More Michigan police on roads, highways this winter as fatal crashes rise

The Michigan State Police is issuing a warning for drivers: slow down and get where you're going alive. Or, at the very least, get where you're going without a speeding ticket.

Michigan Office of Highway Safety Planning (OHSP) announced on Tuesday, Nov. 30, that there would be 100 more local, county, and state police on the road over the next three months.

Starting on Wednesday, Dec. 1, the OHSP said the additional officers would be focusing predominantly on speeding through Feb. 28, 2022. On average, a speeding violation will cost between $115 and $135.

The enhanced police presence comes after Michigan reported a 22% reduction in traffic crashes in 2020 compared to 2019 but a 10% increase in fatalities in traffic crashes.

In 2019, 985 people were killed on the road in 314,377 crashes. Last year, almost 100 more people were killed: 1,083 died in 245,432.

Of those, 200 deaths were speed-related in 2020 compared to 185 in 2019.

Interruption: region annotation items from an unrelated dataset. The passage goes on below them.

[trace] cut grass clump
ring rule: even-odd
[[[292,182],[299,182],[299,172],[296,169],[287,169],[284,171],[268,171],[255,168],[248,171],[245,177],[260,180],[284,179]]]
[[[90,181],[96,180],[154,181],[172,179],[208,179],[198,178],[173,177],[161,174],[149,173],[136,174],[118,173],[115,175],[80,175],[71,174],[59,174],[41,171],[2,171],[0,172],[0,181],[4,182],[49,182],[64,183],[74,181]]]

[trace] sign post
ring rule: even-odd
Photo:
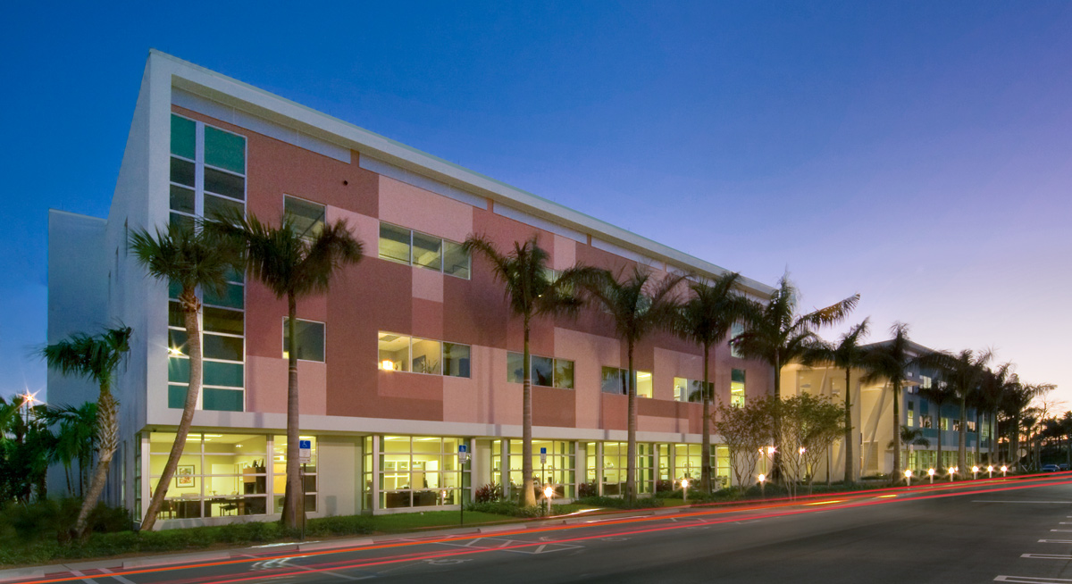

"Despite the fact there have been less miles traveled, the fatality rate rose. And crash data shows that speed may have been a factor in many of these preventable crashes," said Michael L. Prince, OHSP director. "It’s no secret the faster you drive, the greater your risk of dying in a crash. We hope increased enforcement over the coming months will help change these dangerous driving behaviors and save lives."

The National Highway Traffic Safety Administration (NHTSA) says a crash on a road with a speed limit of 65 mph or greater is more than twice as likely to result in a fatality than a crash on a road with a speed limit of 45 or 50 mph.

According to the University of Michigan Transportation Research Institute, in Michigan during 2020:

  • Of male drivers involved in all traffic crashes, 6.4 percent were speeding.
  • 15.2 percent of motorcycle operators involved in fatal crashes were speeding.
  • 11.2 percent of drivers aged 15 to 20 involved in crashes (4,650 out of 41,685) were speeding.
  • Out of all drivers who were drinking in crashes, 15.1 percent were speeding.